Reves Clinic, located at International Building in Orchard Road and now called Yume Aesthetic & Medical Clinic, pleaded guilty to six charges in the State Courts under the Private Hospitals and Medical Clinics Act.
Four of the charges involved letting Wong Meng Hang, 38, carry out liposuction on patients without the presence of a registered nurse, or an assistant with the relevant training and experience in an operating theatre.
The remaining two charges accused Zhu Xiu Chun alias Myint Myint Kyi, 51, of the same offence.
Both were directors of the clinic.
The man who died was Franklin Heng, chief executive of YTL Pacific Star, a property management company, who collapsed at the clinic during the procedure on Dec 30, 2009.
He was taken to the accident and emergency department of Tan Tock Seng Hospital and pronounced dead on arrival.
Yesterday, Wong was fined $26,000, and Zhu, $18,000, for failing to give patients who signed up for liposuction a seven-day cooling-off period, and to get patient feedback three months after the treatment.
The offences were committed at TLC @ Orchard Clinic, which the two doctors were running before they closed it in September 2009 and opened Reves.
Wong, the licensee and clinic manager of TLC which was at Far East Shopping Centre, pleaded guilty to eight charges, while Zhu admitted to two charges.
During the cooling-off period, no payment should be collected, and treatment cannot be carried out. But Wong had collected deposits for the procedure from patients on the day of their first consultation.
As for Zhu, she carried out liposuction on a patient on the first day of consultation in May 2009.

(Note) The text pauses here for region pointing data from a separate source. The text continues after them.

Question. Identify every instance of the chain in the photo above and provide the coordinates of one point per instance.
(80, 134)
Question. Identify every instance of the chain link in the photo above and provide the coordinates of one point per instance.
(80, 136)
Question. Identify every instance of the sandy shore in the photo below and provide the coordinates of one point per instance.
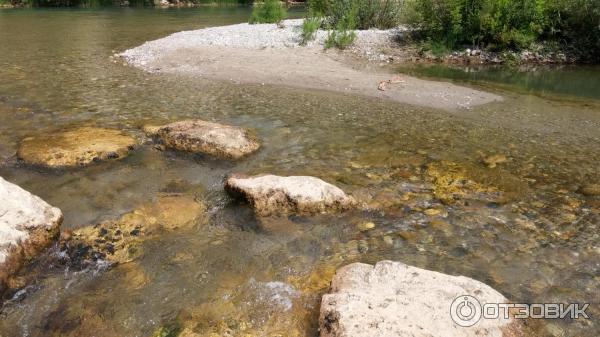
(266, 54)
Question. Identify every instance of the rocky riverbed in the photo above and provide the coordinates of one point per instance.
(269, 54)
(152, 244)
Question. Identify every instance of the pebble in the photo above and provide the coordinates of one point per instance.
(590, 190)
(366, 226)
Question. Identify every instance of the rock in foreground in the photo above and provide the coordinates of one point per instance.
(77, 147)
(394, 299)
(27, 226)
(200, 136)
(270, 194)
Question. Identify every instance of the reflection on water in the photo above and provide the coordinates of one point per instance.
(581, 81)
(522, 227)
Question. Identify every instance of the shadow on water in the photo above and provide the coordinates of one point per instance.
(546, 80)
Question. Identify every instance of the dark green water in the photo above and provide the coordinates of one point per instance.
(230, 275)
(576, 81)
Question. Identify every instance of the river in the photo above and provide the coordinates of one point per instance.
(522, 227)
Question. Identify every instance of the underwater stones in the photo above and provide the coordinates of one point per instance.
(76, 147)
(394, 299)
(200, 136)
(494, 160)
(27, 225)
(270, 194)
(252, 308)
(590, 190)
(452, 184)
(120, 241)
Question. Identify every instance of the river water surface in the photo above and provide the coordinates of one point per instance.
(522, 227)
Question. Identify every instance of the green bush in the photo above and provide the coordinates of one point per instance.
(310, 25)
(381, 14)
(343, 35)
(270, 11)
(340, 39)
(509, 24)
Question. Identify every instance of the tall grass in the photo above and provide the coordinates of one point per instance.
(509, 24)
(270, 11)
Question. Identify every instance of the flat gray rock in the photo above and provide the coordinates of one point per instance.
(270, 194)
(200, 136)
(27, 225)
(392, 299)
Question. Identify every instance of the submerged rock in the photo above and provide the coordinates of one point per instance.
(200, 136)
(453, 184)
(270, 194)
(590, 190)
(120, 241)
(394, 299)
(77, 147)
(494, 160)
(27, 225)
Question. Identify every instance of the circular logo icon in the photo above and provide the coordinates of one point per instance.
(465, 310)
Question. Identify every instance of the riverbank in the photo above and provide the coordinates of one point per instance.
(268, 54)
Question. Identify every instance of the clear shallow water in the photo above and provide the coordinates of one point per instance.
(238, 274)
(578, 81)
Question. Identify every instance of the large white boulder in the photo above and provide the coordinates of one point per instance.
(270, 194)
(27, 225)
(200, 136)
(392, 299)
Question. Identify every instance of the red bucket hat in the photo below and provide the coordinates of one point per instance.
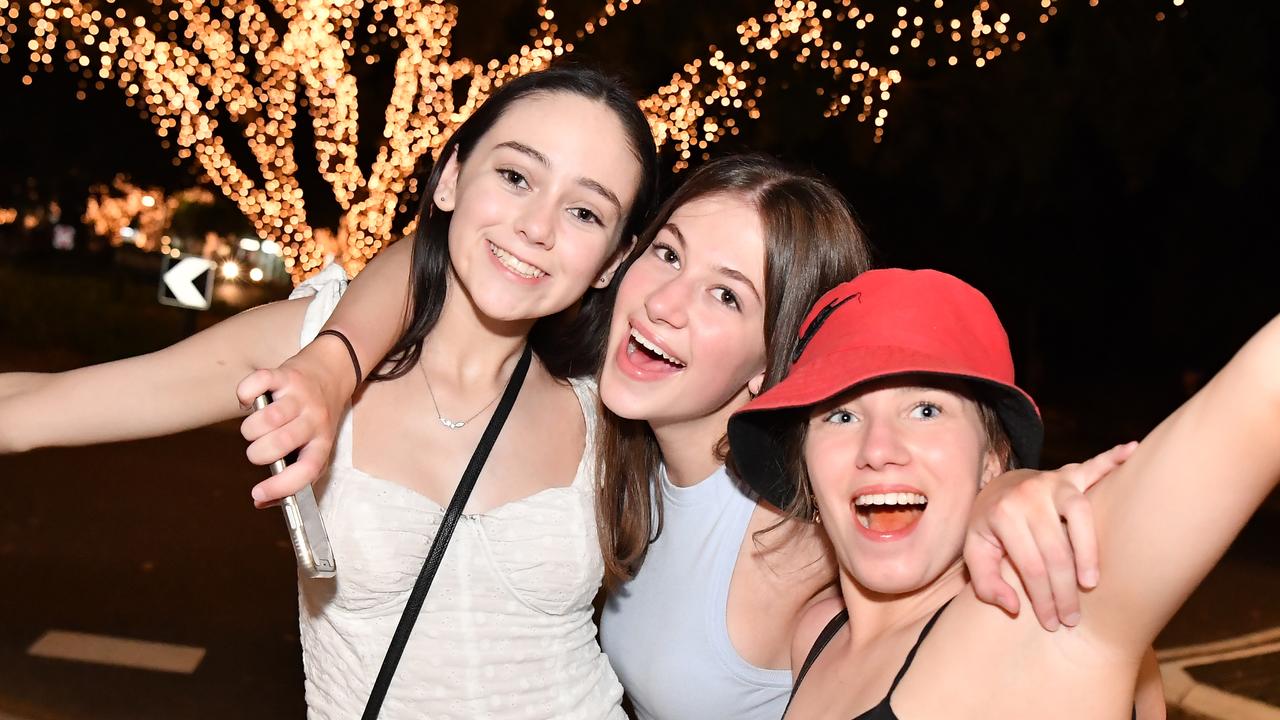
(880, 324)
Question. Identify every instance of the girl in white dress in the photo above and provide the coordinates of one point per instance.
(533, 205)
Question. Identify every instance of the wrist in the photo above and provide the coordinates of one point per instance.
(328, 360)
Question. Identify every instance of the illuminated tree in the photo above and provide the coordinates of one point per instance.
(223, 82)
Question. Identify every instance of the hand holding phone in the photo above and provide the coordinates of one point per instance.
(302, 518)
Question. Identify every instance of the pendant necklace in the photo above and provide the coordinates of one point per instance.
(446, 422)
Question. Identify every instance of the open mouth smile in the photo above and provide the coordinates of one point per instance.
(888, 513)
(641, 358)
(515, 264)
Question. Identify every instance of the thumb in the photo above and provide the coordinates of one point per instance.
(252, 386)
(983, 556)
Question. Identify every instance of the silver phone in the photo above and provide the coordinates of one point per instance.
(302, 518)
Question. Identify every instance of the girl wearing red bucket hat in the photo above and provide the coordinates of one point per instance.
(899, 408)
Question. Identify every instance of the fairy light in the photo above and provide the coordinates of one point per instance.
(215, 73)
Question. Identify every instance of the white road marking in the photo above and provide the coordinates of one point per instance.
(1183, 691)
(124, 652)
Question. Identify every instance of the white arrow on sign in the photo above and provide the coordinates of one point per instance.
(178, 281)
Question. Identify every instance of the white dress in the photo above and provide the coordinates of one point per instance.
(506, 630)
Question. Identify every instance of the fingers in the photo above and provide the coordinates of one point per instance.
(309, 466)
(272, 418)
(1024, 554)
(1078, 514)
(1054, 547)
(982, 556)
(280, 441)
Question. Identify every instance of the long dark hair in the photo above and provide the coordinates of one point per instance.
(570, 342)
(812, 241)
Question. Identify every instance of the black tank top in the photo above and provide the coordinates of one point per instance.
(882, 710)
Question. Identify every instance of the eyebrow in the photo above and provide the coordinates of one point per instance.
(725, 270)
(594, 186)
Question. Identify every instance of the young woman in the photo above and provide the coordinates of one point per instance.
(900, 406)
(533, 205)
(705, 315)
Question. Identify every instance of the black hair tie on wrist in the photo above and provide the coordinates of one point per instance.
(355, 360)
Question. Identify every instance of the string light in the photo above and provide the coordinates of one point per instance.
(211, 74)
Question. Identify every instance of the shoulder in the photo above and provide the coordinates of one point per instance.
(809, 625)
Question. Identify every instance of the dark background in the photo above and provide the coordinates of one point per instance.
(1109, 185)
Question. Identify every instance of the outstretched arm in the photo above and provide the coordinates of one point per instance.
(1171, 510)
(176, 388)
(312, 387)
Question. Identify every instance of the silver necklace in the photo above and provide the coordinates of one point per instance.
(446, 422)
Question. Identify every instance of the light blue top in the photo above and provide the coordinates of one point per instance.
(666, 632)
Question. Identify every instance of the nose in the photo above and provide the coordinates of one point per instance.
(882, 446)
(668, 304)
(536, 222)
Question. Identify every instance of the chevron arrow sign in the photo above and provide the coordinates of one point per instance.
(187, 282)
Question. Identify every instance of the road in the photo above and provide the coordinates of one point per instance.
(159, 541)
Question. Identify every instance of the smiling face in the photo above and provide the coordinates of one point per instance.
(538, 205)
(895, 466)
(688, 331)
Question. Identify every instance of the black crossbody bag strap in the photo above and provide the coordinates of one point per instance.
(442, 537)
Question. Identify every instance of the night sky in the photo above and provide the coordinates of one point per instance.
(1110, 186)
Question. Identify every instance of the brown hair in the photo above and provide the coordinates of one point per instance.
(803, 507)
(813, 241)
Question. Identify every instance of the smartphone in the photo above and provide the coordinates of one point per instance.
(302, 518)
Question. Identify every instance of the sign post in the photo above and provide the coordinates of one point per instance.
(187, 282)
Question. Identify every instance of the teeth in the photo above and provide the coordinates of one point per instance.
(515, 264)
(891, 499)
(654, 349)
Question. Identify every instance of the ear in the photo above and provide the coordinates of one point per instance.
(446, 196)
(991, 468)
(615, 261)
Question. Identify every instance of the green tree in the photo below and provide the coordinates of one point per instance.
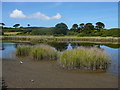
(2, 24)
(100, 25)
(16, 25)
(61, 28)
(81, 25)
(28, 25)
(88, 28)
(74, 26)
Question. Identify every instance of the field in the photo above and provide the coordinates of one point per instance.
(60, 39)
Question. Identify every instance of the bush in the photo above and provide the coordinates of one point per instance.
(90, 58)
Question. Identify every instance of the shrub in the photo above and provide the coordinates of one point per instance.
(90, 58)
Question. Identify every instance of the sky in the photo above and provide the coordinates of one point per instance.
(48, 14)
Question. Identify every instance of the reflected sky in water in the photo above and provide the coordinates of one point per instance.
(7, 50)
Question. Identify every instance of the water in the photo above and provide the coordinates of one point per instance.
(8, 51)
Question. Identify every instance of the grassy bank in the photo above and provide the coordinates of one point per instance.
(60, 39)
(37, 52)
(89, 58)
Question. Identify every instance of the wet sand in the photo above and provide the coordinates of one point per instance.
(46, 74)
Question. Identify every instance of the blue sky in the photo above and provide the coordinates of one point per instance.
(48, 14)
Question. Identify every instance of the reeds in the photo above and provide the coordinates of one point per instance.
(90, 58)
(37, 52)
(23, 50)
(44, 52)
(60, 39)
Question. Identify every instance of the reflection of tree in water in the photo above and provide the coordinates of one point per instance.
(75, 45)
(58, 46)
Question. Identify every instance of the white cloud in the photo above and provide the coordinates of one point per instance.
(17, 14)
(42, 16)
(57, 16)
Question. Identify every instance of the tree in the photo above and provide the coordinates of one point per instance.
(28, 25)
(75, 26)
(81, 25)
(61, 28)
(2, 24)
(100, 25)
(88, 27)
(16, 25)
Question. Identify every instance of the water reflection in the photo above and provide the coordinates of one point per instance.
(7, 51)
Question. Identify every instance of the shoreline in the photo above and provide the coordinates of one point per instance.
(46, 74)
(106, 40)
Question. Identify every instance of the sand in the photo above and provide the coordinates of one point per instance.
(47, 74)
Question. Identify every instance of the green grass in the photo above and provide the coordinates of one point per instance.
(23, 50)
(38, 52)
(90, 58)
(44, 52)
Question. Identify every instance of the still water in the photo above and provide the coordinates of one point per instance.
(7, 50)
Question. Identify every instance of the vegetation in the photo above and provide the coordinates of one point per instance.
(61, 29)
(23, 50)
(90, 58)
(40, 52)
(61, 39)
(16, 25)
(44, 52)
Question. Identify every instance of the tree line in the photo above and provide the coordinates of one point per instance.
(61, 29)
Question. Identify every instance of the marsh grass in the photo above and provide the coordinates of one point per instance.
(89, 58)
(23, 50)
(44, 52)
(38, 52)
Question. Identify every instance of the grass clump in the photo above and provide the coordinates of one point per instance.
(38, 52)
(44, 52)
(23, 50)
(90, 58)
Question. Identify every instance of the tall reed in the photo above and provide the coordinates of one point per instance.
(90, 58)
(38, 52)
(23, 50)
(44, 52)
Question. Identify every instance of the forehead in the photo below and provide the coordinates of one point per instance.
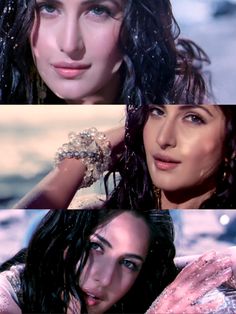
(127, 231)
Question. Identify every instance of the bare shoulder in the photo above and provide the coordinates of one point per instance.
(7, 304)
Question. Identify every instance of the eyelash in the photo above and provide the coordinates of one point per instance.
(157, 112)
(106, 12)
(131, 266)
(96, 246)
(44, 6)
(199, 119)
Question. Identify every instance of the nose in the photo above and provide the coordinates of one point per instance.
(71, 38)
(166, 134)
(105, 274)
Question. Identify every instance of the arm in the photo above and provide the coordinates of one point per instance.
(183, 261)
(57, 189)
(197, 279)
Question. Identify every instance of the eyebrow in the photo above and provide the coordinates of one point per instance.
(116, 2)
(107, 243)
(187, 107)
(135, 256)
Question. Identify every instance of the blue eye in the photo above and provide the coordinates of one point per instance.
(46, 8)
(130, 265)
(95, 246)
(100, 10)
(155, 111)
(194, 118)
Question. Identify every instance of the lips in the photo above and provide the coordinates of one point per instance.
(163, 162)
(92, 298)
(70, 70)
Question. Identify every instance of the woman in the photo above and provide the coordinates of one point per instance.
(175, 156)
(184, 157)
(62, 270)
(102, 52)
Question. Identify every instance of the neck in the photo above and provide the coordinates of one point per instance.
(176, 200)
(106, 95)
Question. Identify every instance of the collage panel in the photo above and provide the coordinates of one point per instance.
(122, 166)
(117, 51)
(156, 156)
(117, 261)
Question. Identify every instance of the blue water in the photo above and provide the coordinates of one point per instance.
(28, 145)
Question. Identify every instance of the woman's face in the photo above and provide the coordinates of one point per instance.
(75, 48)
(184, 145)
(117, 252)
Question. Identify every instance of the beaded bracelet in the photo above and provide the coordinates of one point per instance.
(90, 146)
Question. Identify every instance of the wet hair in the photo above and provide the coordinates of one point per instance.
(51, 272)
(135, 188)
(158, 66)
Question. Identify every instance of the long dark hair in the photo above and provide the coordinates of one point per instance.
(50, 276)
(158, 67)
(135, 188)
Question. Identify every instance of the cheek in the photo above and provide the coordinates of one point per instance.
(206, 154)
(125, 284)
(148, 137)
(104, 43)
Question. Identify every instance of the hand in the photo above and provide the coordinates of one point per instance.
(193, 282)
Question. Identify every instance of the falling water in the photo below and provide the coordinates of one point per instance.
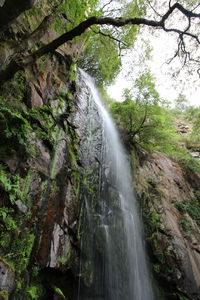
(113, 265)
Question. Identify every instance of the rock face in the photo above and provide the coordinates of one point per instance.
(170, 203)
(7, 277)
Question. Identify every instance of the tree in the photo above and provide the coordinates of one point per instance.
(142, 119)
(17, 62)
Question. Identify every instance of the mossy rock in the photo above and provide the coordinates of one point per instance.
(3, 295)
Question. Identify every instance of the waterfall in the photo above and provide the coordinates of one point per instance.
(113, 263)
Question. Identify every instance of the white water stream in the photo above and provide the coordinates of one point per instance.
(123, 273)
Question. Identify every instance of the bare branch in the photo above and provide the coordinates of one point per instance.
(153, 8)
(12, 9)
(106, 4)
(116, 22)
(109, 36)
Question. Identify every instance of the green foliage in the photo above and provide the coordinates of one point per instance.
(59, 292)
(35, 291)
(95, 59)
(146, 124)
(106, 44)
(192, 207)
(15, 131)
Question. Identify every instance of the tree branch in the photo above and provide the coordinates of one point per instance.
(12, 9)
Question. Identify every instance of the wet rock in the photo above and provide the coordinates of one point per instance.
(21, 206)
(3, 295)
(164, 183)
(7, 277)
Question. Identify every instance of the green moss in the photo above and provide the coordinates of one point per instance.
(192, 207)
(3, 295)
(186, 225)
(35, 292)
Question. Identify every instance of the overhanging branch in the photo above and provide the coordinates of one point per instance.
(83, 26)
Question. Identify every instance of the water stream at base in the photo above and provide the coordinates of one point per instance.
(114, 255)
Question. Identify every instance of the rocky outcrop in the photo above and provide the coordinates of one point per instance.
(169, 195)
(44, 216)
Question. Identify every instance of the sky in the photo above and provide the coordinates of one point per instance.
(169, 87)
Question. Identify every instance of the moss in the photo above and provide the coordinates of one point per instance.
(192, 207)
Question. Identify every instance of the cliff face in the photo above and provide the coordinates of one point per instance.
(169, 195)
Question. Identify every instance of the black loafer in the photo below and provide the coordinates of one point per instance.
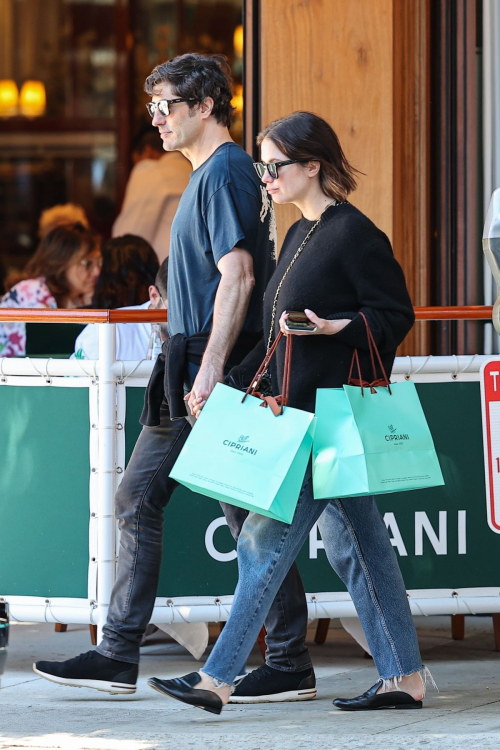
(370, 701)
(182, 689)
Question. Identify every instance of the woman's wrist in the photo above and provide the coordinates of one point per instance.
(334, 326)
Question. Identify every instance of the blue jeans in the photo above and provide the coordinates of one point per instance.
(358, 549)
(140, 502)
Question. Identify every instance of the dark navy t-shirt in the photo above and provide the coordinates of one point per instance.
(224, 206)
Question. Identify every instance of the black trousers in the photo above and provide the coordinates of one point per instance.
(143, 494)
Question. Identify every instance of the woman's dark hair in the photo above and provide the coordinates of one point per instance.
(307, 137)
(129, 268)
(56, 253)
(195, 77)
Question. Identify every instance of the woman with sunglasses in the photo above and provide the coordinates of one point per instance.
(337, 267)
(61, 274)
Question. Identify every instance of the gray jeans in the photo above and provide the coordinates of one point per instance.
(140, 501)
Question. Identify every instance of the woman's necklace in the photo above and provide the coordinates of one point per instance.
(302, 246)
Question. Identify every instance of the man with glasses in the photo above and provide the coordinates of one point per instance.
(222, 253)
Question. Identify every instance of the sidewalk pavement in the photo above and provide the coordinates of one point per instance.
(464, 714)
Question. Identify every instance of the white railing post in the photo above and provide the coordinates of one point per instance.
(106, 535)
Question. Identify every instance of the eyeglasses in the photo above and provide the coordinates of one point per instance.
(272, 167)
(164, 106)
(89, 264)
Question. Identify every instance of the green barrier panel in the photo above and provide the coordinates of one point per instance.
(44, 491)
(465, 550)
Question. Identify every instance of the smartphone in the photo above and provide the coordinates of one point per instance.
(298, 321)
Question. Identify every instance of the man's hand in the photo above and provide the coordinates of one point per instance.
(230, 308)
(206, 380)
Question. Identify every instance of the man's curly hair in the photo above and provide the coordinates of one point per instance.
(196, 77)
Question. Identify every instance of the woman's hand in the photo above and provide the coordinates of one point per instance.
(323, 327)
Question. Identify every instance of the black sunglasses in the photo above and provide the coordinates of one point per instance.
(164, 106)
(272, 167)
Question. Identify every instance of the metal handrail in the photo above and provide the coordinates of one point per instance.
(35, 315)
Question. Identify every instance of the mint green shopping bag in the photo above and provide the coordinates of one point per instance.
(372, 439)
(250, 453)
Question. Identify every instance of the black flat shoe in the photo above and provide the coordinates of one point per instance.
(182, 689)
(370, 701)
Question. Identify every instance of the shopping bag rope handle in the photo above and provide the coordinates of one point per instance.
(276, 403)
(373, 349)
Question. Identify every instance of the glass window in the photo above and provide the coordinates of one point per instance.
(67, 115)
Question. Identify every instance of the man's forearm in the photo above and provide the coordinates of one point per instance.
(230, 309)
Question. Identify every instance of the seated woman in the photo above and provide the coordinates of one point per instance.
(337, 267)
(129, 278)
(61, 274)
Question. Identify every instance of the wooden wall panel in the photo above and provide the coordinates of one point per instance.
(411, 155)
(364, 66)
(334, 57)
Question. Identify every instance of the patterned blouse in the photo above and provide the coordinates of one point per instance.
(28, 293)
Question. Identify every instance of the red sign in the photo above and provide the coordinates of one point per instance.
(490, 403)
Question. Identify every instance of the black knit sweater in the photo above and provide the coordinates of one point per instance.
(347, 266)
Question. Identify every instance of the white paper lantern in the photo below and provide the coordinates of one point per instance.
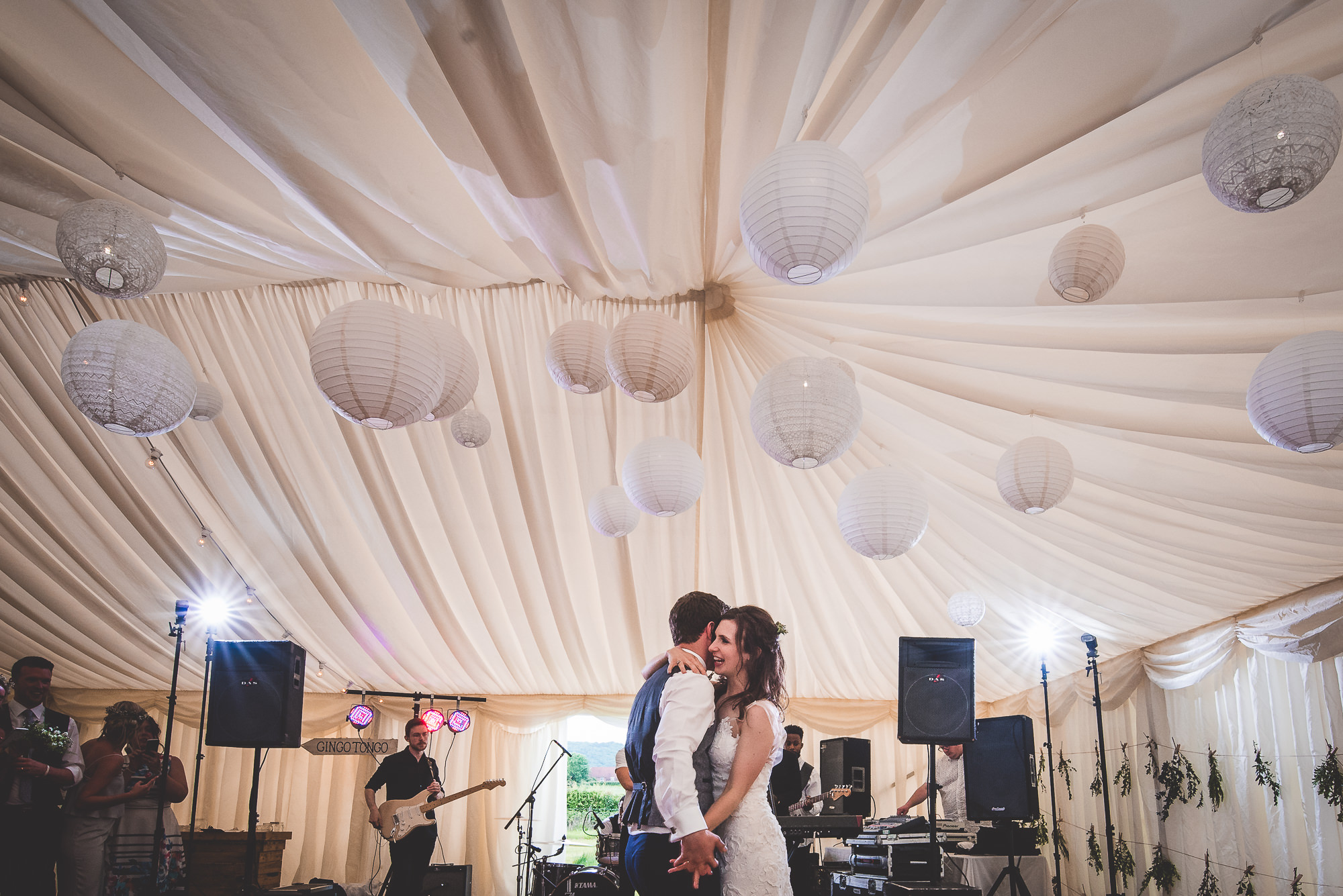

The court heard that more than three months after their liposuction procedures, patients returned to TLC for other procedures. But Wong had no records that showed he got feedback from them.
The lawyer for Reves Clinic, Tan Beng Swee, said in mitigation that other than Mr Heng who died from complications, none of the other five cases had complaints.
Zhu's lawyer, S. Selvaraj, said his client, who had donated money to the Kidney Dialysis Foundation and Red Cross for the 2011 tsunami victims in Japan, had suffered an ordeal from the embarrassment following newspaper reports of her case.